I will forever look back at this time off with nostalgia. To date, becoming a parent has been the most difficult yet rewarding job I have ever had. My relationship with Keith has grown by leaps and bounds and I wouldn't want to share this journey with anyone else on the planet. He is an amazing father! So I know with this next transition I will be okay. I have my boys, we are a family, and we will all be okay. The journey continues....

Thursday, January 1, 2009

Happy New Year!


Well, it's noon on New Year's Day and Keith and I have already rid the house of anything holiday! Usually I am so reluctant to take the Christmas decorations down and like to keep the tree up as long as possible, but this year I am excited to start out the new year clean and fresh. Since I start back at work on Monday (yikes!!) I want the house to be in order so that I will feel ready to embark on this next transition.

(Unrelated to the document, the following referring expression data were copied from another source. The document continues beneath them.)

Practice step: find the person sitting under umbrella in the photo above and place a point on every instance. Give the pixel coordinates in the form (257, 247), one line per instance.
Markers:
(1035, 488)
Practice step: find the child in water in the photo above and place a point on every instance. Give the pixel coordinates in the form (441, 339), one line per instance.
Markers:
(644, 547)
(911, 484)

Last night we went over to our next door neighbor's to ring in the new year. They have a darling little 2 year old girl, Reese, who was celebrating her birthday and we had a lot of fun. We brought Ryan's bassinet and put him down around 7:00. He still fits in that bassinet and really loves it; I think he feels so nice and cozy when he is in it. We didn't hear from him until 12:30 (we surprised even ourselves for staying up and OUT that late!). He was fussing in his sleep b/c he had broken out of his swaddle. I re-swaddled him and he stayed asleep but we thought he would need his bottle soon so we walked home and waited for him to wake. Good thing we just decided to go to bed b/c he did not wake up until 4am!!! Keith was an angel and got up with him to feed him....we were both hurting a little from a few new year's drinks (the beauty of celebrating next door!). Ry went back to bed after that and stayed down until 7:30. What a nice new year's gift for us! :) He really does seem to like his sleep and I am trying to enjoy this while it lasts because I know that he is still not old enough to fall into any kind of pattern.

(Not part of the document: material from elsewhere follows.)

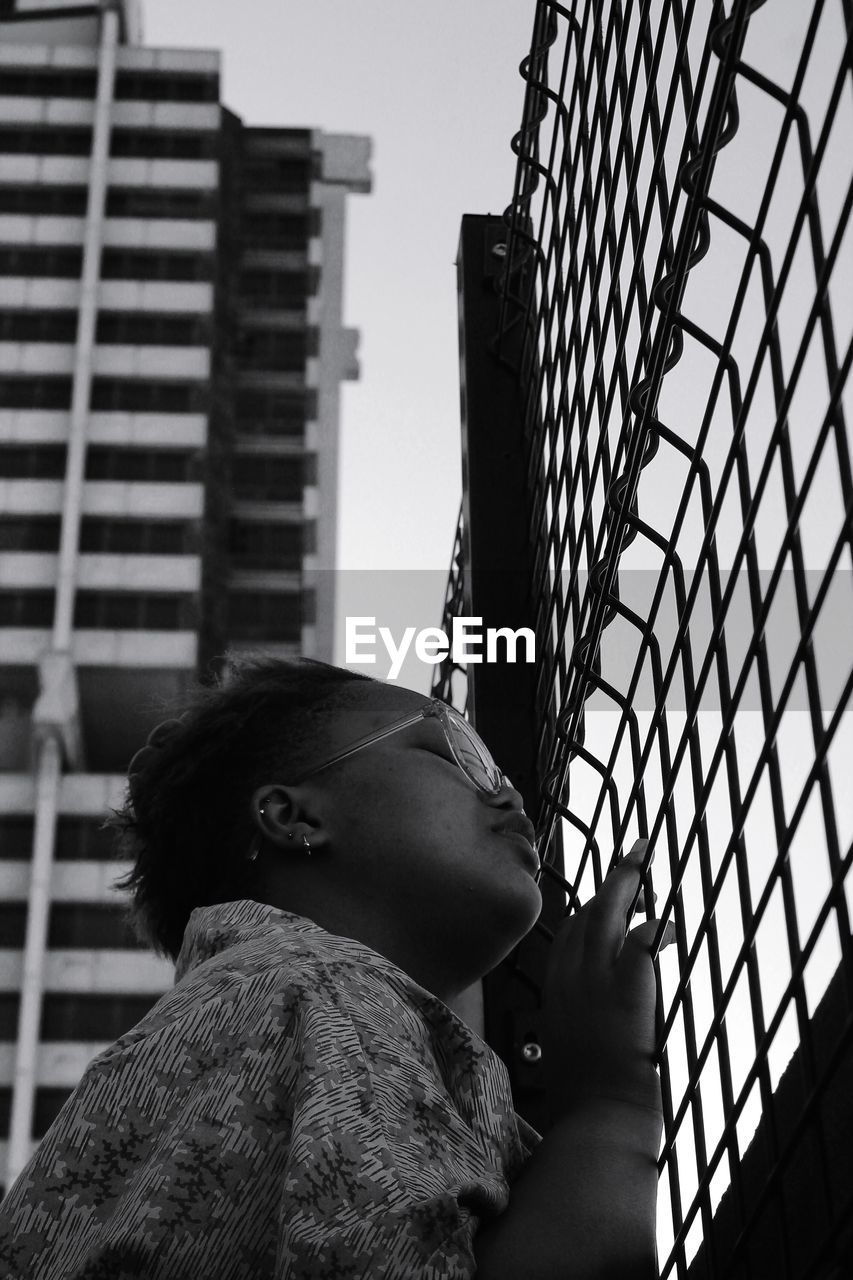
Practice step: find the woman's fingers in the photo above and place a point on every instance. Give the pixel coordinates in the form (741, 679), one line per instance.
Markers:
(609, 910)
(644, 935)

So...back to work in less than a week. The good news is that Keith will be home with Ryan for the next 3 weeks. And while I still have some details to work out, I am able to go down to 4 days per week so I will still be able to be home with Ry one day during the week too. My mom will watch him one day, which leaves him in day care 3 days per week max which I feel okay about. Ideally, it would only be 2 days and I am trying to work that out. I have a lot of feelings attached to going back to work and putting our boy in day care, some positive and some negative, but the show must go on. The rational part of me knows that going back to work is the right thing to do. That doesn't mean that it will be easy and I know there will be some stumbling blocks along the way. But such is life! The most important thing to me right now is working out my schedule to fit what is best for Ryan.